New Delhi:The Supreme Court on Thursday queried whether striking down the marital rape exception will create a new offence, and also if it were to strike down the immunity clause in the penal codes then the offence will be covered under the main provision on rape?
Under the exception clause of Section 375 of the IPC, now replaced by the BNS, sexual intercourse or sexual acts by a man with his wife, the wife not being minor, is not rape.
A three-judge bench led by Chief Justice of India D Y Chandrachud and comprising Justices J B Pardiwala and Manoj Misra queried if it were to strike down the immunity clause in the penal codes then the offence will be covered under the main provision on rape?
"Or, can the court create a separate offence or adjudicate the validity of the exception (clause)," asked the bench.
A counsel, representing one of the petitioners, contended that it would not since the offence has already been in the statute and it would not be a new offence. The counsel said Section 377 IPC was still applicable in marital relationships.

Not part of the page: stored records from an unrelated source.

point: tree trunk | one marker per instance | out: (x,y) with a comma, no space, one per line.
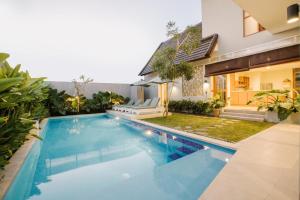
(168,99)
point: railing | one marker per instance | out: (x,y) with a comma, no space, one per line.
(275,44)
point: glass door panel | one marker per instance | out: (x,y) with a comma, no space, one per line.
(220,86)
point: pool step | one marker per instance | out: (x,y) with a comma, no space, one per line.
(174,156)
(180,152)
(241,114)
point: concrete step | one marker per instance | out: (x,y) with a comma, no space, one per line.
(244,111)
(244,114)
(258,119)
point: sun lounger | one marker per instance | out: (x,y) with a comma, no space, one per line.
(146,103)
(123,108)
(130,103)
(152,108)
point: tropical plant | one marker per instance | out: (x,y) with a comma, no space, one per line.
(21,103)
(277,101)
(216,102)
(56,102)
(165,60)
(79,86)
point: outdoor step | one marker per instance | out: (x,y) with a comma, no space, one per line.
(185,150)
(244,114)
(174,156)
(260,119)
(244,111)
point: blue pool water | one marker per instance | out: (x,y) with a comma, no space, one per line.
(103,157)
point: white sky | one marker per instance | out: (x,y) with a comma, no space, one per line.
(107,40)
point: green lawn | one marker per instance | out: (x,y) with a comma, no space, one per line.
(220,128)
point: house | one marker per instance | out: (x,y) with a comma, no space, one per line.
(182,88)
(245,49)
(256,50)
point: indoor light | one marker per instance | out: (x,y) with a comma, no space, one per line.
(293,13)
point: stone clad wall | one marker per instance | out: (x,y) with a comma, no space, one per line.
(194,87)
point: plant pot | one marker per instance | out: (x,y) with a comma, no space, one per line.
(294,118)
(272,116)
(216,112)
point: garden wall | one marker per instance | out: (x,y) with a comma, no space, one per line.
(119,88)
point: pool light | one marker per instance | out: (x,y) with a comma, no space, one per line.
(148,132)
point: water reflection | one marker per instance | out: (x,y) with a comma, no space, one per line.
(104,152)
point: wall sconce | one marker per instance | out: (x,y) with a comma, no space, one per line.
(286,83)
(293,13)
(205,87)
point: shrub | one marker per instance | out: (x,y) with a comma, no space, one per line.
(277,101)
(60,103)
(22,100)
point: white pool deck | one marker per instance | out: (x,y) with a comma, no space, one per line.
(265,166)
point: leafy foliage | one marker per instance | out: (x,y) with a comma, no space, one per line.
(165,63)
(278,101)
(60,103)
(22,101)
(216,102)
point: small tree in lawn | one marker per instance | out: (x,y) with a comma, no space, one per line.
(79,86)
(165,63)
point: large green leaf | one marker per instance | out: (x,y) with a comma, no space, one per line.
(6,83)
(3,57)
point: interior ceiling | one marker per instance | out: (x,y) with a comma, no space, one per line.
(271,14)
(290,65)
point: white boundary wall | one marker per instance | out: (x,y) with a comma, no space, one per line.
(119,88)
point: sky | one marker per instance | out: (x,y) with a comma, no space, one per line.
(109,41)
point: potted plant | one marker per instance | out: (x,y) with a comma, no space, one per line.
(294,117)
(278,104)
(216,104)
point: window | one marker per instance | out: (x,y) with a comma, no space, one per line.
(251,26)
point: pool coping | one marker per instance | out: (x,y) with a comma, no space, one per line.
(10,171)
(221,143)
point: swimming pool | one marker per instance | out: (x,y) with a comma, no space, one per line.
(104,157)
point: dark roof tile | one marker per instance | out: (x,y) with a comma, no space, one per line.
(203,51)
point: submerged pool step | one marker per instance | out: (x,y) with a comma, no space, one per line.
(174,156)
(185,150)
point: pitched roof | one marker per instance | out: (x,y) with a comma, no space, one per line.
(203,51)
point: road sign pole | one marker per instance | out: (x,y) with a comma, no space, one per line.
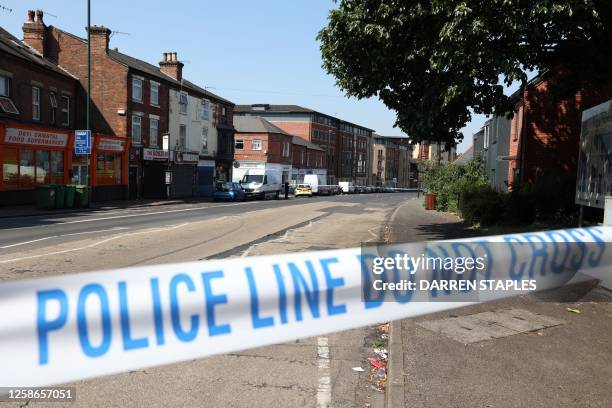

The apex court asked those challenging validity of the exception, carved for the husband from the penal provision of rape, to respond to the Centre's submission that making such acts punishable would severely impact the conjugal relationship and cause serious disturbances in the institution of marriage. The counsel vehemently argued that this was not a case between men versus women but a people versus patriarchy case.
The apex court was hearing a batch of petitions seeking the criminalisation of marital rape. During the hearing, the apex court said it will decide the constitutional validity of penal provisions in the Indian Penal Code (IPC) and the Bharatiya Nyaya Sanhita (BNS) which grant immunity from prosecution to a husband for the offence of rape if he forces his wife, who is not a minor, to have sex with him.
The bench, considering the repercussions of criminalising marital rape, asked a counsel regarding a situation where a wife files an FIR against her husband. The bench queried, if a husband demands and if the wife declines, she believes that the husband should not have done it, and the next day she goes and lodges FIR that this is what happened, then how do you perceive, while seeking counsel’s assistance.
Referring to the fundamental right of freedom of speech and expression under Article 19(1)(a), the counsel emphasised that the presence of the exception hinders a wife's right to express consent for sexual acts in a marriage.